“Beyond understanding shame, Shame on You hands readers a roadmap for reclaiming their identity from the grips of shame.”

— Gemma Hartley, author of Fed Up

ABOUT SHAME ON YOU

“Heal yourself. Buy this book.”

—Mandy Stadtmiller, author of Unwifeable

For millions of women, shame is a vicious predator, the constant psychic drumbeat that tells us we are less than, that we are unworthy. We try everything we can to escape shame—ignoring it, intellectualizing it, commodifying it, even, ironically, shaming ourselves for feeling it. The reality is that women, including femme-presenting trans and nonbinary persons, experience shame more frequently and more intensely than men do—a direct result, as acclaimed journalist Melissa Petro explains, of a patriarchal culture that “urges women to feel bad about themselves [and] then punishes us when we do.” Why can’t we figure out how to break the shame cycle once and for all?

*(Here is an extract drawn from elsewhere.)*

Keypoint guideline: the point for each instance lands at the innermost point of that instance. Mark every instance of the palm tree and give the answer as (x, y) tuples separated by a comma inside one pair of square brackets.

Petro excavates this pernicious phenomenon in her nonfiction debut, SHAME ON YOU: How to Be a Woman in the Age of Mortification (G. P. Putnam’s Sons; on sale: September 10, 2024). In the spirit of Rebecca Traister’s Good and Mad and Roxane Gay’s Bad Feminist, this courageous investigation into the modern epidemic of shame takes an unflinching look at the conditions that encourage women to believe we are deeply, fundamentally inadequate. From shame’s beginnings (Maybe she’s born with it? Nope, it’s misogyny), to its effect on our lives as adults (How the humiliation of “bad women” affects us all), Petro explores the myriad social systems that enable shame to poison our friendships, our professional lives, our romantic relationships, and our own self-image. But rather than accept shame as our existential burden in perpetuity, Petro argues that is precisely by understanding shame as a systemic problem that we can uncover the necessary strategies to liberate ourselves from its grasp.

Conquering shame is a subject that is deeply personal to Petro herself. After it was discovered that she did sex work in college to help pay for her tuition, she wound up an unwitting New York Post cover girl, a public denigration that ultimately cost her her teaching career. The experience was humiliating, but it also changed her life, and her continued commitment to writing and speaking about this and other presumably shameful parts of her past has empowered others to share their darkest secrets with her—so much so, that she considers herself to be a “shame whisperer.” It is her intimate relationship to shame that makes her uniquely suited to not only reassure us that shame need not dictate our lives. . . but also to offer us a path forward.

Blending investigative reporting, science, literature, and hundreds of women’s personal stories, including her own, SHAME ON YOU presents a raw, unflinching, accessible, and intersectional approach to shifting shame off our plates and living our best lives in an over-exposed, image-obsessed world.